= Jason Pennycooke =

British actor and choreographer

Jason Pennycooke is a British actor and choreographer best known for his work in musical theatre. He won a WhatsOnStage Award and received Laurence Olivier Award nominations.

== Career ==
Brought up in Leeds, Pennycooke trained for a dance career at the Northern School of Contemporary Dance in Leeds and at the London Studio Centre.

In 2008, he played the role of Jacob in the Menier Chocolate Factory production La Cage aux Folles. The production subsequently transferred to the West End at the Playhouse Theatre, and he was nominated for the Laurence Olivier Award for Best Performance in a Supporting Role in a Musical.
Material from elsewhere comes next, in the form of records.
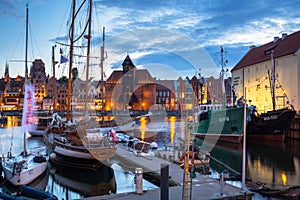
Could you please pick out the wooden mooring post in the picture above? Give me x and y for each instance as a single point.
(294, 131)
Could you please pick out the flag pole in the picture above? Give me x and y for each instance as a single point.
(244, 144)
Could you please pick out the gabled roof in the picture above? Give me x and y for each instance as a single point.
(283, 46)
(128, 61)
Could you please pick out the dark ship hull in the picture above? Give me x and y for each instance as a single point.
(271, 125)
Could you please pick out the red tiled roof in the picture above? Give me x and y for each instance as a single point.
(282, 47)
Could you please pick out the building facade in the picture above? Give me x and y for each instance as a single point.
(252, 75)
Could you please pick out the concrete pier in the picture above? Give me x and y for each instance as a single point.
(203, 187)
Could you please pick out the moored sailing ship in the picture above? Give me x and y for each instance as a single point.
(84, 143)
(218, 122)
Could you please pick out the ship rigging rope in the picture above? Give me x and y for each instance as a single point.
(86, 25)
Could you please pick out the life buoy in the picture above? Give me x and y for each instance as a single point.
(183, 158)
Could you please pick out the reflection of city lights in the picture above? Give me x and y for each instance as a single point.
(143, 128)
(172, 128)
(283, 178)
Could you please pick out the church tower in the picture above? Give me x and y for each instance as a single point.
(6, 72)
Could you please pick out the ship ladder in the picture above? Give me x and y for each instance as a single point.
(187, 171)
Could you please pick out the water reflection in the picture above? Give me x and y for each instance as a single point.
(83, 182)
(274, 163)
(64, 181)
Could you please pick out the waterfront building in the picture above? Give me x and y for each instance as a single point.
(39, 79)
(135, 89)
(253, 72)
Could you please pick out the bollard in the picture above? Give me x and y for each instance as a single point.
(139, 180)
(222, 176)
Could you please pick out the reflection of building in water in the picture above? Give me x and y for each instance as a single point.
(86, 182)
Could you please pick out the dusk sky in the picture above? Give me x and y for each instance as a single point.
(166, 37)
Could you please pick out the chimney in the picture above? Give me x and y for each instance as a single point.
(284, 35)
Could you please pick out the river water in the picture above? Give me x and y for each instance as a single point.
(68, 182)
(276, 164)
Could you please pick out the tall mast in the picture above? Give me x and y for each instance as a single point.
(273, 80)
(88, 59)
(26, 46)
(102, 73)
(71, 61)
(26, 72)
(222, 79)
(53, 78)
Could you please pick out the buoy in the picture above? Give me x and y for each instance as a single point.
(153, 145)
(183, 157)
(53, 156)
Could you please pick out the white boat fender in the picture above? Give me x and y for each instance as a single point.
(153, 145)
(35, 193)
(39, 159)
(52, 156)
(9, 197)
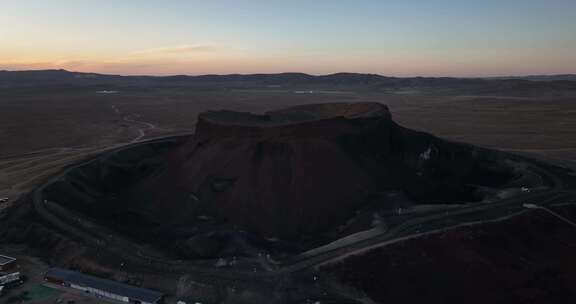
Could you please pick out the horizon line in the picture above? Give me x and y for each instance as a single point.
(303, 73)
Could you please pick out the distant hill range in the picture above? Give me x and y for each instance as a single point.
(560, 77)
(513, 85)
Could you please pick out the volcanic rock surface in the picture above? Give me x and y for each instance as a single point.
(307, 169)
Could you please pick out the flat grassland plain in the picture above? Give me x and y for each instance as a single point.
(43, 129)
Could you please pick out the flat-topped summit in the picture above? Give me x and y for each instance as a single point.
(304, 169)
(323, 120)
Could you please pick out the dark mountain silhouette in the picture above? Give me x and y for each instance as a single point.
(493, 86)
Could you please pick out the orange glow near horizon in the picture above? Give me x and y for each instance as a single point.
(408, 38)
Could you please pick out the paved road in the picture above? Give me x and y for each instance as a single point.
(411, 228)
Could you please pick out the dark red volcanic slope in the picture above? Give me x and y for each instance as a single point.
(301, 170)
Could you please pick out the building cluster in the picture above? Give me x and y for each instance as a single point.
(102, 288)
(86, 284)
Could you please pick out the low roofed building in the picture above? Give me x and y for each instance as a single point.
(102, 287)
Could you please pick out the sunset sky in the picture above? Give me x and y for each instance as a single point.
(401, 38)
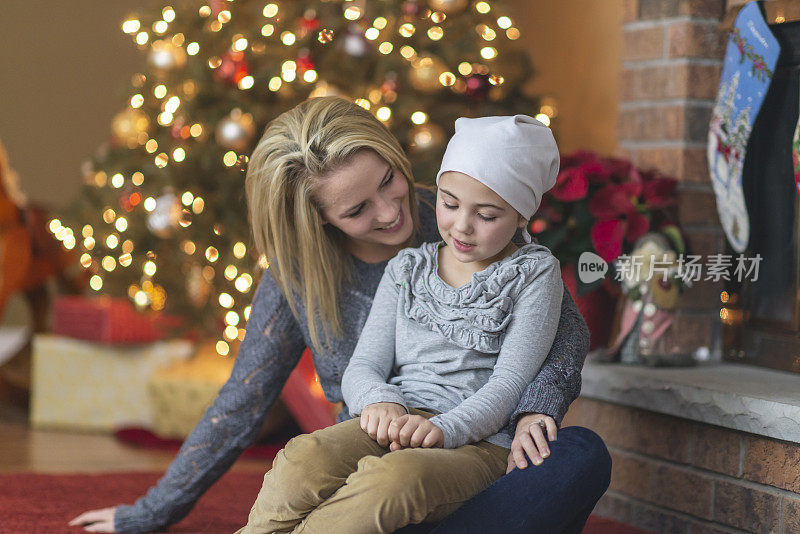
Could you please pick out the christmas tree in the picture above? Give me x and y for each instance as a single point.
(161, 218)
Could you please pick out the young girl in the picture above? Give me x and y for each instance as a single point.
(456, 331)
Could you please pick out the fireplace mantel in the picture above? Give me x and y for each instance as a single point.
(755, 400)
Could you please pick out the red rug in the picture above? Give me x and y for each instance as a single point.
(145, 439)
(33, 503)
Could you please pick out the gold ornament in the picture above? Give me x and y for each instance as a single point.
(166, 216)
(425, 73)
(426, 137)
(198, 287)
(236, 131)
(325, 36)
(165, 56)
(325, 89)
(448, 6)
(128, 124)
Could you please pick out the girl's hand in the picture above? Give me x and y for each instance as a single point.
(96, 520)
(375, 419)
(530, 438)
(414, 431)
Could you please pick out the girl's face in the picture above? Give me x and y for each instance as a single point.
(475, 222)
(368, 201)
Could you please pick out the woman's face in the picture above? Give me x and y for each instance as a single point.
(475, 222)
(368, 201)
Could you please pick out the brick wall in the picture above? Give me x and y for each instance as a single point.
(671, 63)
(672, 475)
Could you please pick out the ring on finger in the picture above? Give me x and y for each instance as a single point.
(540, 423)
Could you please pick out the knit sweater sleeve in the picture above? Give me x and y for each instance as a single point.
(558, 383)
(364, 380)
(271, 348)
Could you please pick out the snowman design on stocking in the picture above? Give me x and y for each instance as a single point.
(750, 60)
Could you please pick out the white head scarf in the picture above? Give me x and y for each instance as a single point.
(516, 157)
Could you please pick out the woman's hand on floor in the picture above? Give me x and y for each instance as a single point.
(375, 419)
(96, 520)
(530, 439)
(414, 431)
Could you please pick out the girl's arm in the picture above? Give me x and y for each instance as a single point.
(364, 380)
(559, 381)
(526, 344)
(271, 349)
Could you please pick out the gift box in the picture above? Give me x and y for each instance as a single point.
(107, 320)
(304, 398)
(181, 392)
(89, 386)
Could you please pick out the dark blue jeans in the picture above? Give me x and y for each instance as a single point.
(556, 497)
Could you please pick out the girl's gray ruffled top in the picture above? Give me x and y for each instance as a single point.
(274, 342)
(465, 353)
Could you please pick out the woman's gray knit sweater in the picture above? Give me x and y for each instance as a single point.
(273, 344)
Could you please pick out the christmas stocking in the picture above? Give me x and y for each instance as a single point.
(746, 75)
(796, 157)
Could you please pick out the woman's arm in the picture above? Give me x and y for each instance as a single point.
(526, 343)
(364, 380)
(271, 349)
(558, 383)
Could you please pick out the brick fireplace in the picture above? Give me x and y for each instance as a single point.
(692, 453)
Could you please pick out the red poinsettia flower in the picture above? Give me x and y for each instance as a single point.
(609, 235)
(623, 203)
(571, 185)
(613, 200)
(614, 205)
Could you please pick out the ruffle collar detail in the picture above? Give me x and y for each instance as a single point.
(475, 315)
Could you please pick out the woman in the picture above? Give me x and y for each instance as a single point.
(331, 199)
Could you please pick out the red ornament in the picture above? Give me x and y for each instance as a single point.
(305, 62)
(232, 69)
(306, 24)
(478, 86)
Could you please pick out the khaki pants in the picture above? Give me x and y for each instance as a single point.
(339, 480)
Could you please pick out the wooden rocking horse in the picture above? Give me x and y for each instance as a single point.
(29, 257)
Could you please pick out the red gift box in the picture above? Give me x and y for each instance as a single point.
(106, 320)
(303, 397)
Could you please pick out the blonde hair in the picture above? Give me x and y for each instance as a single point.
(298, 149)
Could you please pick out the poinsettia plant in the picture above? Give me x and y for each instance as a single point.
(603, 204)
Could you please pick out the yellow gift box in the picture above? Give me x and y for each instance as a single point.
(181, 392)
(90, 386)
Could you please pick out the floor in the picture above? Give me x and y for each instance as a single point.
(23, 448)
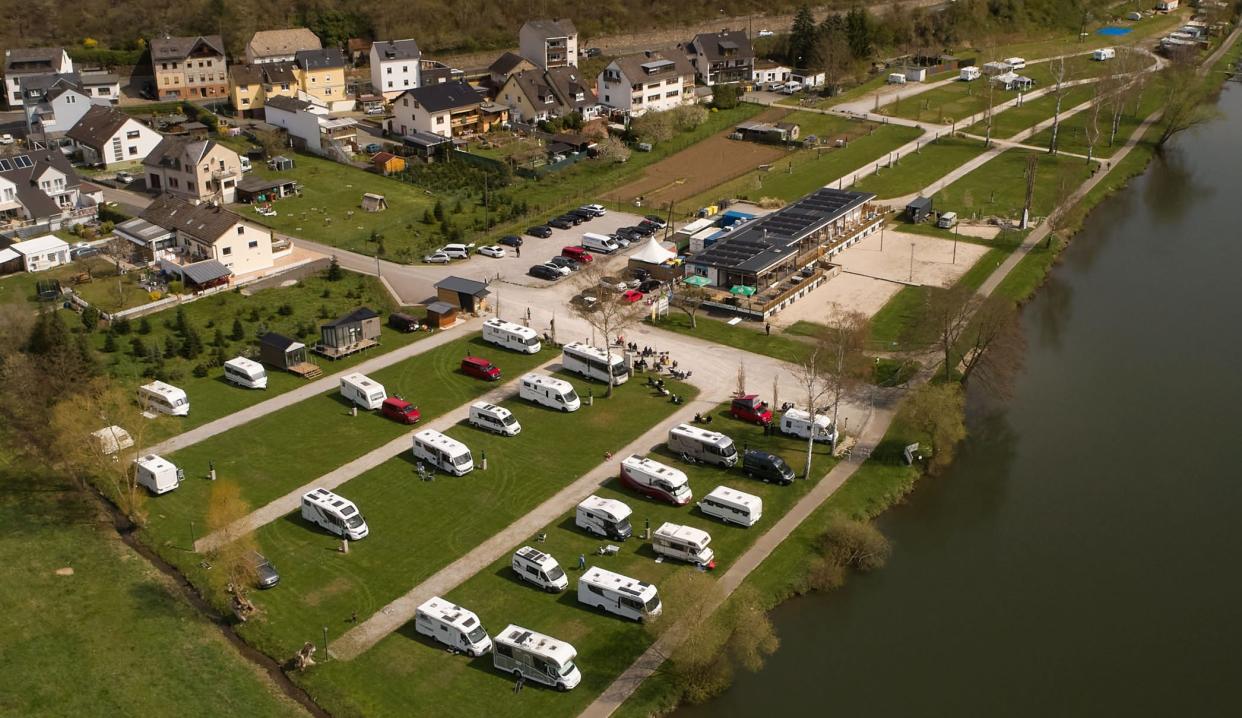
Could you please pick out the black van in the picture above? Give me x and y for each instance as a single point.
(766, 467)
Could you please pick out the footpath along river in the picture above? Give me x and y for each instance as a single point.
(1081, 557)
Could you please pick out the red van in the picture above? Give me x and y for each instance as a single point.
(480, 368)
(578, 254)
(400, 410)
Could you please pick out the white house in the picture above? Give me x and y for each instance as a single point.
(42, 252)
(107, 136)
(395, 65)
(651, 81)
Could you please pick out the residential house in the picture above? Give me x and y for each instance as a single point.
(311, 128)
(41, 188)
(280, 45)
(22, 62)
(722, 57)
(107, 136)
(395, 66)
(651, 81)
(448, 109)
(549, 42)
(251, 86)
(205, 232)
(194, 169)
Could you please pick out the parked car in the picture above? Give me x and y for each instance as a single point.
(544, 272)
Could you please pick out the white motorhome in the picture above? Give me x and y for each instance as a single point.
(363, 390)
(604, 517)
(452, 625)
(157, 473)
(797, 422)
(600, 242)
(702, 445)
(511, 336)
(549, 391)
(540, 569)
(442, 452)
(732, 506)
(537, 657)
(593, 363)
(494, 419)
(164, 399)
(683, 543)
(246, 373)
(656, 480)
(617, 594)
(335, 513)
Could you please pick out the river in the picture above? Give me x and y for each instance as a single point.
(1078, 558)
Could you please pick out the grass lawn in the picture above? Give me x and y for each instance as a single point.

He provided choreography and musical staging for the musical Soul Sister, which opened at the Hackney Empire in 2012, before playing in the West End at the Savoy Theatre and touring the UK. He choreographed and starred in The Big Life which played at the Apollo Theatre in the West End in 2005. He was nominated for Best Choreographer in a Musical at the 2006 WhatsOnStage Awards and was also nominated for Best New Musical at the 2006 Laurence Olivier Awards. He also choreographed Porgy and Bess which played at Savoy Theatre 2006 and was nominated for Best New Musical at the 2007 Laurence Olivier Awards.

In 2014 he played Bobby in the West End production of Memphis. He was nominated for the Laurence Olivier Award for Best Actor in a Supporting Role in a Musical for his performance. He joined the company of Guys and Dolls when the revival transferred to the Phoenix Theatre in March 2016, playing Benny.

He was cast in the dual roles of Marquis de Lafayette and Thomas Jefferson in the West End production of Hamilton, in the original West End Cast, which began previews in December 2017. He was nominated for the Laurence Olivier Award for Best Actor in a Supporting Role in a Musical for his performance, along with fellow Hamilton cast members, Cleve September and Michael Jibson.

In 2019, Pennycooke played Wilson in the musical drama Rocketman and in 2020, JJ in the BBC Comedy TV Pilot Bumps.

In 2022, Pennycooke performed as Henri de Toulouse-Lautrec in Moulin Rouge! at the Piccadilly Theatre in the West End. He was a part of the show’s original West End Cast. The show was extended until July 2022.

In 2023, he appeared as 'Other Samuel' in BBC One miniseries Boat Story.